# carboot sales



## sherry09 (Dec 13, 2009)

does anyone know if there are any carboot sales in the algarve? i'm moving from spain to portugal next month
thanks


----------



## notlongnow (May 21, 2009)

There definitely are some as I have seen them listed in the classifieds in the Algarve Resident - I would find more details had I not had a big clear up of the shelf under the coffee table yesterday! The Resident is available on line, however...

B


----------



## sherry09 (Dec 13, 2009)

notlongnow said:


> There definitely are some as I have seen them listed in the classifieds in the Algarve Resident - I would find more details had I not had a big clear up of the shelf under the coffee table yesterday! The Resident is available on line, however...
> 
> B


thanks for that


----------



## fmarks (Dec 6, 2009)

whats a carboot ? never heard the term before


----------



## silvers (Sep 22, 2008)

Like a yard sale but out of the car trunk.


----------



## fmarks (Dec 6, 2009)

silvers said:


> Like a yard sale but out of the car trunk.

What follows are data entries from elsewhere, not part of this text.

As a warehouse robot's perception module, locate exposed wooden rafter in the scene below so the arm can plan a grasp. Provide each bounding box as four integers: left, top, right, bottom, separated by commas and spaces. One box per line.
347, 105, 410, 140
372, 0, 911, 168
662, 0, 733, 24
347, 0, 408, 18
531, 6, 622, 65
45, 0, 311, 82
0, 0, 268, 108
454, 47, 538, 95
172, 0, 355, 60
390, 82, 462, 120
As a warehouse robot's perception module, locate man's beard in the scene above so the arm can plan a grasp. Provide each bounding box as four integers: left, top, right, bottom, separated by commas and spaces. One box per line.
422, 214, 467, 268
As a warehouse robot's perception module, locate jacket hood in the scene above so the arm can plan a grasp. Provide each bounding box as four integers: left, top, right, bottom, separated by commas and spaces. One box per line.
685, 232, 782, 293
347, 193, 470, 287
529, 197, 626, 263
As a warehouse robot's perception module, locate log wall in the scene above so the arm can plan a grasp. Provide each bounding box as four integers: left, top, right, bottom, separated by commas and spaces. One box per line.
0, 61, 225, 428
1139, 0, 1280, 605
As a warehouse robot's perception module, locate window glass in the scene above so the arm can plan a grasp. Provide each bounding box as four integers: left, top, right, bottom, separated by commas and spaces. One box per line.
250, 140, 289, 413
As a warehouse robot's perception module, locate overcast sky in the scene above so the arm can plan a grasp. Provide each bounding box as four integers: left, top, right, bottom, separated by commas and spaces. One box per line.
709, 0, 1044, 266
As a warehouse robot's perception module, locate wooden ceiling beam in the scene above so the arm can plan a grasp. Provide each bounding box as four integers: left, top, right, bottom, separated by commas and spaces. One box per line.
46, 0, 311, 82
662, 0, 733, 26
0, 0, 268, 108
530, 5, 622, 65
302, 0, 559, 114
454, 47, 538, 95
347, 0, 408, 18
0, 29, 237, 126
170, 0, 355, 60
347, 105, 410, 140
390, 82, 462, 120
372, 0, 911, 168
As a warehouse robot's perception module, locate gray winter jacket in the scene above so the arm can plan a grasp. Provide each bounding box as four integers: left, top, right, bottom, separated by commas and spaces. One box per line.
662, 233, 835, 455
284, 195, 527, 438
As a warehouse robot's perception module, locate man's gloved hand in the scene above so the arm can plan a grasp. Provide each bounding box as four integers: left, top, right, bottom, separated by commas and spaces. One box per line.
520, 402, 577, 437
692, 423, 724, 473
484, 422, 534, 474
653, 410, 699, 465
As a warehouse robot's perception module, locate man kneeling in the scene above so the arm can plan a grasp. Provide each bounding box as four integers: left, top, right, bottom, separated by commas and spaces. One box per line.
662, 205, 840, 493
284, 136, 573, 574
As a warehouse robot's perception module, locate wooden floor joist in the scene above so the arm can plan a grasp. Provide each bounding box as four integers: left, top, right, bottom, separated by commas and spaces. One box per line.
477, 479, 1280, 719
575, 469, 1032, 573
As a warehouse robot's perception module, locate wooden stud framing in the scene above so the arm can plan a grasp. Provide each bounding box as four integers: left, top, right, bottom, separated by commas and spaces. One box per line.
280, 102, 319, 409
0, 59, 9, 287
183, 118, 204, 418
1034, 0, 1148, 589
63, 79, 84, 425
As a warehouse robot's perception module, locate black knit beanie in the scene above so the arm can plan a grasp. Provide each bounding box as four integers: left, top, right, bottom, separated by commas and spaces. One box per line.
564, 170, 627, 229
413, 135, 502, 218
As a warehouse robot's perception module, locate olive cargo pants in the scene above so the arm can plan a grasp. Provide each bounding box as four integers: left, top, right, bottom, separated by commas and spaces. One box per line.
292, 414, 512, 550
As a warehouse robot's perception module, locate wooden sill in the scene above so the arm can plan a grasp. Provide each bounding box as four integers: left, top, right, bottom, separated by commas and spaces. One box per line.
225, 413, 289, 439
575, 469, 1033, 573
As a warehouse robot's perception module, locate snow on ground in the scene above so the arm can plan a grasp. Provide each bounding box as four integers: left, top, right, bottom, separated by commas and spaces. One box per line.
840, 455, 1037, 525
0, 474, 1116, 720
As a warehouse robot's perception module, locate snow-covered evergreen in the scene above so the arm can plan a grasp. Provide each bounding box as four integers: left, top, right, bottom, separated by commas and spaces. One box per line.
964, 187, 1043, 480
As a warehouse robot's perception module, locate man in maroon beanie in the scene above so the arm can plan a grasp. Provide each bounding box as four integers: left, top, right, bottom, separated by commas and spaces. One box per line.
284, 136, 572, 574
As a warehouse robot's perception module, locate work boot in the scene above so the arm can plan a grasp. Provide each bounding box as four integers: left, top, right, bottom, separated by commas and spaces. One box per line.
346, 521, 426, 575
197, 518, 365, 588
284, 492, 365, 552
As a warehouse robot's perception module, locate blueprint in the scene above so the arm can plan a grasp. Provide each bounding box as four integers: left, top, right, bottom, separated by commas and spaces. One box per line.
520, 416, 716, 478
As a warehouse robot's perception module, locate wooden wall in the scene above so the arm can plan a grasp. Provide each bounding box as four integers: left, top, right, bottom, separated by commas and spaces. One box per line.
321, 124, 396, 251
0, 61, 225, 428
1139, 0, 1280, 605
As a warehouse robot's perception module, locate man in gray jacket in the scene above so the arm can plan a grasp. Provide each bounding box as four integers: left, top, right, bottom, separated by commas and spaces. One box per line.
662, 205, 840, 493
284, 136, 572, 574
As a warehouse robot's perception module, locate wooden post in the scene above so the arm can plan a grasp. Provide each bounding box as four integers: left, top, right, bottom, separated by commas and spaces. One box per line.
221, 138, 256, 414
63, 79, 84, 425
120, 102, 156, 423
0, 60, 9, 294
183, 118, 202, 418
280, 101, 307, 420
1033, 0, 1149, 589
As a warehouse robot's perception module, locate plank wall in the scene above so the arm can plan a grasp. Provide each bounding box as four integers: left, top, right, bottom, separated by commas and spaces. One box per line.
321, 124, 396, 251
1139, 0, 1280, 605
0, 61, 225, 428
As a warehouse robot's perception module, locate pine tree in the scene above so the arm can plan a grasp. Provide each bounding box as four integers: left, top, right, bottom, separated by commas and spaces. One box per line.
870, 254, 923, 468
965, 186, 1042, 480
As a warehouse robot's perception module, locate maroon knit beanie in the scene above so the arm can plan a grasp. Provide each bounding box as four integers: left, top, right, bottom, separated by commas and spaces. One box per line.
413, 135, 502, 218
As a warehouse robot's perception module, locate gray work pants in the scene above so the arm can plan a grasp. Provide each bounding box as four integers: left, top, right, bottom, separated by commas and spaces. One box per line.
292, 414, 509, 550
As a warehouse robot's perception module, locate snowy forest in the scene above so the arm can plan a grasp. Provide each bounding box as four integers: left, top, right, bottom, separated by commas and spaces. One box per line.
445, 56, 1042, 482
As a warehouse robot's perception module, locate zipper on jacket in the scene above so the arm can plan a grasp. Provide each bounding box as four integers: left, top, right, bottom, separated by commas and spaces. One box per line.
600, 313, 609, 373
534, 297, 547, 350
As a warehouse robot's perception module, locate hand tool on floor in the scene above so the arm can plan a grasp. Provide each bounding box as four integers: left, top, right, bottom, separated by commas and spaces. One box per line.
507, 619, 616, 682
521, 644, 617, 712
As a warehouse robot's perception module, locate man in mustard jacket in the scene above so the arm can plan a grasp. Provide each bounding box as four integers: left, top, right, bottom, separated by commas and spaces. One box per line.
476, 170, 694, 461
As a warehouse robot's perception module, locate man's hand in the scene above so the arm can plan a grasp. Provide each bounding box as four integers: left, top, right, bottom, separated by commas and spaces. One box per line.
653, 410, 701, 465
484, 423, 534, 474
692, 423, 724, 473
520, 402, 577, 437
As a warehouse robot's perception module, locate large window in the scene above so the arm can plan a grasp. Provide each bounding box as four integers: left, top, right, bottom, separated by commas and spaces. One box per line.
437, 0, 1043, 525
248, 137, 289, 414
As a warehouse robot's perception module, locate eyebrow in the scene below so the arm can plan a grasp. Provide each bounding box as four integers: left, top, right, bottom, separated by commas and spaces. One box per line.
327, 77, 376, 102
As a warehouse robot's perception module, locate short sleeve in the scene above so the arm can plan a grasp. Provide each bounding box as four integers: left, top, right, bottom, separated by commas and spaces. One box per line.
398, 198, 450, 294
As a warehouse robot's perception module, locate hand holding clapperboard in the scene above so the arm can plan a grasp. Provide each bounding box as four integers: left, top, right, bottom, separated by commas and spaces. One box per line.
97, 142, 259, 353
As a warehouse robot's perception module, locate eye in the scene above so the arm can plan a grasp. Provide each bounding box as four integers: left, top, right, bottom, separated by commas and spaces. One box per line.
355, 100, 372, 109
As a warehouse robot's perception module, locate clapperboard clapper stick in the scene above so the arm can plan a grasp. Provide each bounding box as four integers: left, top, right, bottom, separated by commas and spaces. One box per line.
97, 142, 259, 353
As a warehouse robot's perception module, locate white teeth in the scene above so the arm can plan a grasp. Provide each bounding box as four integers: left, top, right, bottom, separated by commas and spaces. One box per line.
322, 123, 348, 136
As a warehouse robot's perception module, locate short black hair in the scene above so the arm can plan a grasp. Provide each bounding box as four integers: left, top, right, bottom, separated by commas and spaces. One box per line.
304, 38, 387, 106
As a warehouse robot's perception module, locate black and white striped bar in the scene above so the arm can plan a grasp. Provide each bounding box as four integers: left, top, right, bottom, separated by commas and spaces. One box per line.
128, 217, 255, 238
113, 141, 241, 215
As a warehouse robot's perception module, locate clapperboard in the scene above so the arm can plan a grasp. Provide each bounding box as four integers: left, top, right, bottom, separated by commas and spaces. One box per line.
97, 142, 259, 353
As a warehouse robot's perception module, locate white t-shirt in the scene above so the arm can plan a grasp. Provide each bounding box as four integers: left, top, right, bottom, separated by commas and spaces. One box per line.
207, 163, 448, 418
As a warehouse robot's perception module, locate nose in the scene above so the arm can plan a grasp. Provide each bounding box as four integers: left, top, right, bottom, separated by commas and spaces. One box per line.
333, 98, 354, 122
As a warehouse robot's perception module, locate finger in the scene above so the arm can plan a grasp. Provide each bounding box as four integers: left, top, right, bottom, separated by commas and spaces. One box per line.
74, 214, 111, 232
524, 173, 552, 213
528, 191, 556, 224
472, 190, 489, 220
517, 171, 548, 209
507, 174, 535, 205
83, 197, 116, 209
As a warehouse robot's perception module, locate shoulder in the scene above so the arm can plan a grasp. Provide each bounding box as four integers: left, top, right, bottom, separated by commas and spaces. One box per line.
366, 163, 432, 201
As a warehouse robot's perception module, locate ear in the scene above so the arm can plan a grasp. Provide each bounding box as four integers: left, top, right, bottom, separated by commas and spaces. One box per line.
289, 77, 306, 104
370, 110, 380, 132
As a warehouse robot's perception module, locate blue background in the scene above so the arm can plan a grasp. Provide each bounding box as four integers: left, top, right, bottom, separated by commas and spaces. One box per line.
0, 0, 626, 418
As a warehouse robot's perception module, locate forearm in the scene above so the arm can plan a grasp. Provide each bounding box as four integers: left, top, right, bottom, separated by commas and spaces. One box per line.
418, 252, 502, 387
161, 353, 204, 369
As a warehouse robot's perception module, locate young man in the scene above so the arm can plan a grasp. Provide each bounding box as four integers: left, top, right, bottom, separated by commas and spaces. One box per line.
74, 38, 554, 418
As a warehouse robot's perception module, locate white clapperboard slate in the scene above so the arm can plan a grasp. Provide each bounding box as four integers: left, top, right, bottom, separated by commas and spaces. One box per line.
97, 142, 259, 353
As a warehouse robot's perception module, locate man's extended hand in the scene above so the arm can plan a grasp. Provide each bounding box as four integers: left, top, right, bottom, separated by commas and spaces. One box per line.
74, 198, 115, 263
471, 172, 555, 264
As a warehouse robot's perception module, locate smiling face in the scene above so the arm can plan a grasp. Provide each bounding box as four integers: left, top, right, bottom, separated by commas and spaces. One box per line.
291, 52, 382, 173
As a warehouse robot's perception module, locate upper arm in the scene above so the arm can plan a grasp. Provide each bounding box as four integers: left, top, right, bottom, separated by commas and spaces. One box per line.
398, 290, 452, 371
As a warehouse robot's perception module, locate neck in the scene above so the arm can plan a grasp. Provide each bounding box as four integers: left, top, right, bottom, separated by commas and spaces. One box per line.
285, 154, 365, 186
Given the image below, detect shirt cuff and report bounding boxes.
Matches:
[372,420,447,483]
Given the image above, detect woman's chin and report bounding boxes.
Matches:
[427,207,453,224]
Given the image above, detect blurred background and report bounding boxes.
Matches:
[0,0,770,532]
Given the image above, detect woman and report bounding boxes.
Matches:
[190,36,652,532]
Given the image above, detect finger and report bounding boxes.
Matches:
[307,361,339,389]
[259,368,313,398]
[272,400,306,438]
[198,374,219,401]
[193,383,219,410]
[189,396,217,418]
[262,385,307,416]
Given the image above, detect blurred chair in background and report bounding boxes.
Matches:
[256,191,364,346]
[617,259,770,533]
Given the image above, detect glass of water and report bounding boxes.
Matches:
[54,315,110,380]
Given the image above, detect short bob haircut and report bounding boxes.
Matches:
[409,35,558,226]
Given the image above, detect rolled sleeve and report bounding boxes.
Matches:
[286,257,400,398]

silvers maybe i can get my mother in law in the trunk of the car and have an antique one of a kind sale :clap2::eyebrows:


----------



## silvers (Sep 22, 2008)

Just stick a sign on her saying "fine whine."


----------



## sherry09 (Dec 13, 2009)

fmarks said:


> silvers maybe i can get my mother in law in the trunk of the car and have an antique one of a kind sale :clap2::eyebrows:


tee hee hee


----------



## fmarks (Dec 6, 2009)

sherry09 said:


> tee hee hee


sherry in portugal you probably need a licence to sell anything...i always see police chasing the gypsy ladys at the local flee markets


----------



## sherry09 (Dec 13, 2009)

fmarks said:


> sherry in portugal you probably need a licence to sell anything...i always see police chasing the gypsy ladys at the local flee markets


ah no, carboots are organised markets in a particular place on the same day each week, you have to pay to do one there yourself, usually between 3euro and 10euros. 
there are lots of them here in spain, my favorite one is a large indoor one which is on every sunday in the shopping centre carpark, i'll miss it although i'm looking forward to moving back to the algarve in 5 weeks time 
you should go and look around one, its not all brick a brac, people sell some good stuff too normally
hey let me know if you find one and what you thought of it please
sherry


----------



## silvers (Sep 22, 2008)

Visit São Martinho do Porto


----------



## fmarks (Dec 6, 2009)

sherry! before moving to my present location i lived many years in the cascais/sintra area and never came across that type of event,flea markets yes by the dozen


----------



## sherry09 (Dec 13, 2009)

silvers said:


> Visit São Martinho do Porto


thanks


----------



## John999 (Jul 6, 2009)

Feira da ladra Lisbon
Believe is once a week


----------



## siobhanwf (Mar 20, 2009)

silvers said:


> Just stick a sign on her saying "fine whine."


:clap2::clap2::clap2:


----------



## siobhanwf (Mar 20, 2009)

I have been told that you need a license to hold a car boot sale. However have not been able to confirm the fact


----------



## siobhanwf (Mar 20, 2009)

John999 said:


> Feira da ladra Lisbon
> Believe is once a week



Twice a week Tuesday and Saturday dawn to dusk but normally 6am - 5pm 
Campo de Santa Clara, Alfama 



Watch out the name translates to Thieves Market of the female variety 

FEIRA DA LADRA, Lisbon's Flea Market


----------



## sherry09 (Dec 13, 2009)

John999 said:


> Feira da ladra Lisbon
> Believe is once a week


i'm moving to the portimao area 
i think lisbons quite a drive away but many thanks for that


----------



## sherry09 (Dec 13, 2009)

siobhanwf said:


> Twice a week Tuesday and Saturday dawn to dusk but normally 6am - 5pm
> Campo de Santa Clara, Alfama
> 
> 
> ...


hmm not sure where alfama is but i'll look it up thanks


----------